Donnerstag, 20. September 2018:

Fast könnte es eine Fortsetzung der gestrigen Gedanken sein: Assembly der Jahrgänge 7 bis 13 – immer noch eine faszinierende Veranstaltung mit den über 400 Schüler/-innen in der Turnhalle, von der Schülervertretung organisiert und getragen. Sicherlich immer noch ein Alleinstellungsmerkmal unserer Schule. Ich hatte dieses Mal, nachdem durch „Personalwechsel“ zwei dieser Treffen ausfielen, darauf bestanden, in die Vorbereitung eingebunden zu sein. So kam eine Tagesordnung zustande, die aus den Punkten Projektwettbewerb, Wahlen zur Schülervertretung, Bekanntgabe der Sieger bei den Bundesjugendspielen mit Ausgeben der Urkunden, Bilder von der Madrid Fahrt und dem Film der Skifreizeit bestand.
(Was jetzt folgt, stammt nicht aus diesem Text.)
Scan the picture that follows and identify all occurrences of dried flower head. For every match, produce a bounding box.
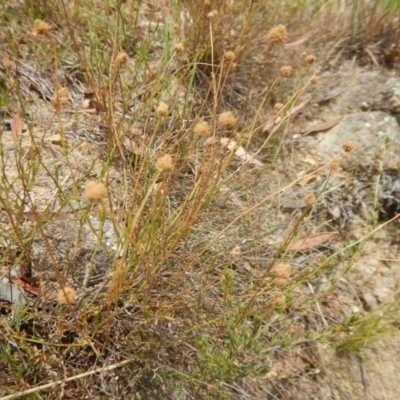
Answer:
[116,52,129,65]
[156,154,174,174]
[57,286,76,305]
[304,194,317,206]
[271,263,292,279]
[342,140,355,153]
[3,59,15,70]
[174,43,185,53]
[310,75,319,85]
[156,101,169,117]
[279,65,293,78]
[272,294,286,307]
[272,103,285,115]
[268,25,287,44]
[193,121,211,138]
[231,246,242,258]
[207,10,218,19]
[206,137,218,147]
[83,181,107,203]
[53,88,69,106]
[33,19,51,37]
[329,158,340,171]
[305,54,317,64]
[225,51,236,61]
[273,278,288,288]
[218,111,236,129]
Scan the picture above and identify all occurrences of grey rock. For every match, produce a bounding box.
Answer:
[32,217,117,289]
[315,111,400,169]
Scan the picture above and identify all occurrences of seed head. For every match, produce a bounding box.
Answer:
[342,140,355,153]
[271,263,292,279]
[117,52,129,65]
[57,286,76,305]
[272,294,286,307]
[53,88,69,106]
[311,75,319,85]
[33,19,51,37]
[268,25,287,44]
[272,278,288,288]
[279,65,293,78]
[272,103,285,115]
[218,111,236,129]
[206,137,218,147]
[156,101,169,117]
[231,246,241,258]
[3,59,15,70]
[156,154,174,174]
[174,43,185,53]
[207,10,218,20]
[329,158,340,171]
[304,194,317,206]
[193,121,211,138]
[83,181,107,203]
[305,54,317,64]
[225,51,236,61]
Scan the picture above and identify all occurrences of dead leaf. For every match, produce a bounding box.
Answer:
[304,115,344,136]
[49,134,62,145]
[9,276,57,299]
[122,137,143,156]
[220,138,264,167]
[289,233,331,251]
[22,211,73,222]
[261,236,285,246]
[299,156,317,165]
[285,34,311,47]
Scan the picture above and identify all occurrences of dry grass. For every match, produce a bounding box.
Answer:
[0,1,394,399]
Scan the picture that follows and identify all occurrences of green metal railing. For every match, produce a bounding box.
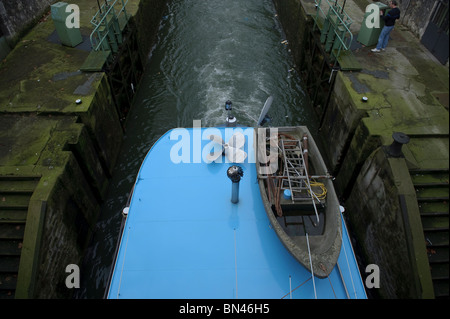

Kurz vor dem Ende stand zunächst ein Schüler der Oberstufe auf, dann zwei weitere und plötzlich löste sich das Assembly unvorhergesehen auf, weil immer mehr aufstanden und dem Ausgang zustrebten. Einzufangen war das nicht mehr. Mein Ärger darüber legte sich, als ich erfuhr, dass der erste Aufsteher nur aufs Klo musste. So kann es gehen.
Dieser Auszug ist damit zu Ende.